Marchionne has previously hinted that an IPO could happen by the end of the year.
He said a decision on whether and when to take Chrysler public would depend on how much the automaker itself and the United Auto Workers health care trust, which pays health benefits for retirees and holds a 63.5 percent share in Chrysler, need liquidity.
"If those two needs are not there, then the IPO of Chrysler may or may not become relevant," Marchionne told reporters after a Fiat shareholders meeting.
But he added: "It is rational, maybe reasonable, to expect that there will be an IPO. It can't be done very quickly. We just filed with the SEC, we're still working our way through the comments. We have to get ready to be a public company again, and issuing securities takes time. We should do it properly."
Fiat SpA, which took over management of Chrysler LCC 21 months ago, increased its stake in the once-bankrupt automaker, Detroit's third largest, to 25 percent this year. Marchionne confirmed that it expects to raise it to 35 percent by the end of the year. At that point, it could go even further and raise its stake to majority 51-percent stake if Chrysler repays loans to the U.S. and Canadian governments. Marchionne is talking to banks about refinancing.
"Our goal remains to achieve a stake of more than 51 percent within the year," Marchionne said. At that point, Chrysler could launch an IPO.

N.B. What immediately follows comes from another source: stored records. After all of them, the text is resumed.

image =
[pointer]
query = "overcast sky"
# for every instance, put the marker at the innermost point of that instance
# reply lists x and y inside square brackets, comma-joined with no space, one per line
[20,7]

Marchionne said Fiat had other options for further increasing its stake beyond 51 percent _ including the possibility to acquire an additional 8-percent stake from the U.S. Treasury, he said. Treasury owns 9.2 percent of Chrysler while the Canadian government holds another 2.3 percent.
Marchionne also said that Chrysler production will probably be "negatively impacted" by the supply chain problems created by the tsunami and earthquake in Japan earlier this month. Chrysler has already said it has had to stop taking orders for certain paint colors because a specialized pigment produced in Japan is not available, and Marchionne said delivery of electronics components to Chrysler has been slowed.
"It will probably have a negative impact on production, particularly in the United States," Marchionne said. He did not specify models or otherwise estimate potential production delays.
"It is an evolving scenario. ... What we are looking at is a dislocation of anywhere from one to three weeks," Marchionne said.
Fiat's European and Brazilian businesses don't appear to be impacted, he said.
Katie Hepler, a Chrysler spokeswoman at its headquarters in Auburn Hills, Mich., would not comment Wednesday on possible U.S. production cuts.
Marchionne told shareholders earlier that the two automakers potentially could generate combined revenues of euro100 billion ($141 billion) by 2014.